Churches and chapels were now built and placed under the protection of the saint. In 1148 Queen Matilda founded the hospital and church of St. Katherine near the Tower which continued till 1825, when it was destroyed to make room for the docks. In 1229 King Louis of France built a church of St. Katherine in Paris, which had been vowed by his knights at the Battle of Bouvines. First the University of Paris, and then the University of Padua, accepted St. Katherine as its patron saint, and in the year 1307 the Doge Pietro Gradenigo founded the Festa dei Dotti in Venice, in honour of her. The numerous incidents in her story supplied pictorial art with a new cycle of subjects. The scene of the martyrdom and translation to Sinai were first represented on small pictures of a great panel painted by Margaritone d’Arezzo (1216-93), which is now in the National Gallery.
In Sinai itself the importance of St. Katherine was more tardily recognised.
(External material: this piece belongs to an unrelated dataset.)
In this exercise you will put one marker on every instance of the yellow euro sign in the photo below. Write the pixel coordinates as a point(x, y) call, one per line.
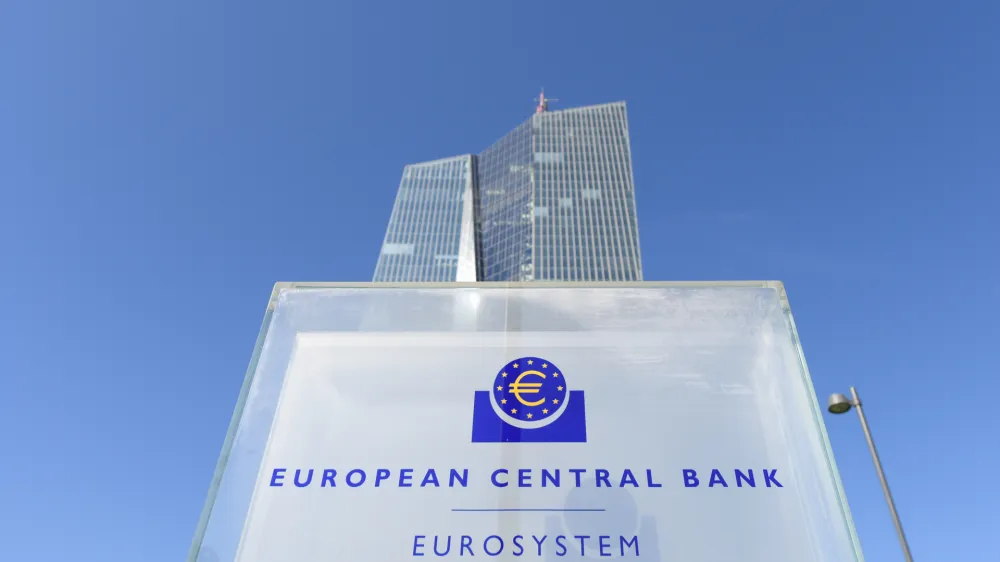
point(517, 388)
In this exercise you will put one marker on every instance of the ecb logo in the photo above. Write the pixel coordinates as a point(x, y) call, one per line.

We look in vain for mention of her in the account of the Anonymous Pilgrim of the eleventh century, and in the booklet On the Holy Places, which Fretellus, archdeacon of Antioch, wrote for the Count of Toulouse about the year 1130. It is not till the year 1216, when Magister Thietmar visited Sinai that we hear of the exhibition to a pilgrim of the relics which had now been translated from the height of the mountain to the convent church.
CHAPTER XIV
SINAI DURING THE CRUSADES
VARIOUS circumstances combined to raise the convent of Sinai to great prosperity during the early Middle Ages. On the one side it received regular contributions in money from Europe; on the other it attracted the attention of the pilgrims owing to the increasing fame of St. Katherine. Further it secured the direct protection of the Moslim rulers of Egypt owing to a development in trade.
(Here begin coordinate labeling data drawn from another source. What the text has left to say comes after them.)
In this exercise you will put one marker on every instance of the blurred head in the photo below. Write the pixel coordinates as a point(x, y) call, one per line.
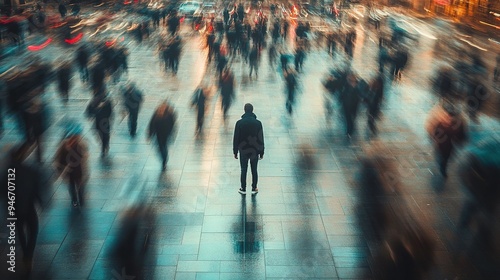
point(248, 108)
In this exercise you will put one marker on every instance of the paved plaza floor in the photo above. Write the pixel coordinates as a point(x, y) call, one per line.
point(300, 225)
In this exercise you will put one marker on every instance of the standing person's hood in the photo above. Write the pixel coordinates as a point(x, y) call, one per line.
point(249, 115)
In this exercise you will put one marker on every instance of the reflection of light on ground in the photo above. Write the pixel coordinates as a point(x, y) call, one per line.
point(494, 26)
point(473, 45)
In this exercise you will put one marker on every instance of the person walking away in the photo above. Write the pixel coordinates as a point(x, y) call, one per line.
point(254, 61)
point(101, 110)
point(162, 126)
point(82, 60)
point(133, 99)
point(350, 97)
point(248, 141)
point(291, 88)
point(71, 164)
point(227, 91)
point(63, 79)
point(447, 128)
point(34, 123)
point(199, 101)
point(28, 194)
point(375, 101)
point(299, 59)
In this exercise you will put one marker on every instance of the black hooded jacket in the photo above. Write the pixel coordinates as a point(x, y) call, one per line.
point(248, 135)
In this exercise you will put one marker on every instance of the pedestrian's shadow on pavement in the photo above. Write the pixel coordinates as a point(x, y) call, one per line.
point(106, 162)
point(438, 183)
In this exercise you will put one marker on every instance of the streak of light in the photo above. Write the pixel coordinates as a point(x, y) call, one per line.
point(5, 73)
point(494, 26)
point(74, 40)
point(494, 41)
point(474, 45)
point(35, 48)
point(425, 34)
point(76, 30)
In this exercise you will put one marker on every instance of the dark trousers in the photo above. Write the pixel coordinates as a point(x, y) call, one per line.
point(132, 121)
point(104, 136)
point(254, 65)
point(253, 158)
point(27, 228)
point(162, 147)
point(75, 189)
point(84, 73)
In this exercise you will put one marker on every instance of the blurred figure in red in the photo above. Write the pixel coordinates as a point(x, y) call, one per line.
point(63, 79)
point(447, 129)
point(71, 163)
point(226, 86)
point(199, 102)
point(162, 126)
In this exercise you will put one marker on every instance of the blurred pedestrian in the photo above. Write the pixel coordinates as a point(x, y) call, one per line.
point(63, 78)
point(28, 192)
point(299, 58)
point(447, 128)
point(101, 110)
point(476, 96)
point(254, 58)
point(291, 88)
point(479, 174)
point(350, 98)
point(82, 60)
point(71, 163)
point(198, 101)
point(162, 126)
point(375, 101)
point(248, 140)
point(34, 124)
point(62, 9)
point(496, 72)
point(133, 99)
When the Arabs conquered Egypt, the desire arose for a direct communication by water to Arabia, and the fresh-water canal which connected the Nile with the Red Sea was cleared. Corn was now shipped on the Nile for Djar, the port of Medina, where goods coming from India and China were disembarked and re-shipped for Egypt. But owing to a dispute between the ruler of Egypt and his uncle at Medina, in the year 775, the port of Djar was closed to the Egyptians. The ships bearing Eastern goods for Egypt for a time landed at Roman Clysma, near Suez, which secured a new lease of life as Arabic Kolzoum. But Kolzoum like Arsinoë, silted up, while Suez as a port was not yet in being. On the west coast of the peninsula of Sinai lay Raithou, near which a landing stage offered the advantages of a natural harbour. Ships therefore landed near Raithou, called Raya by the Arabs, where the goods were transferred to camel-back for conveyance to Cairo and Alexandria.
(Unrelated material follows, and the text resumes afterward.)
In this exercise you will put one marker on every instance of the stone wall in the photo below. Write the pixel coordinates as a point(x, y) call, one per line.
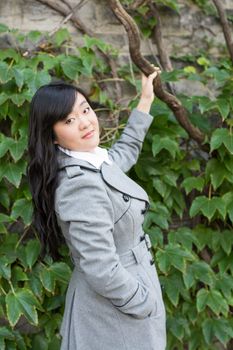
point(183, 33)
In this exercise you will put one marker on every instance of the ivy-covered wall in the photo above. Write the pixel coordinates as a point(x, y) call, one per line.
point(189, 183)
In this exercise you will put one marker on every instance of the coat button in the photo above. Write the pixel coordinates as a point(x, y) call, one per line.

The monks of the convent of Sinai were in direct connection with the monks at Raithou, who owned large palm groves, and doubtless controlled the landing stage. For the place which here grew up came to be known as Tur, an Arabic word signifying height, which was first applied to the convent of Sinai. Mukaddisi (c. 985) mentioned Tur Sina and noted that the Christians had a convent there, and some well-cultivated fields, and olive trees of great excellence.[239] The Christians called it Porta Santa Katerina or simply Santa Katerina (1383). The use of Tur as a port brought the Sultan of Egypt into relation with the monks, and acted as a safeguard to the convent.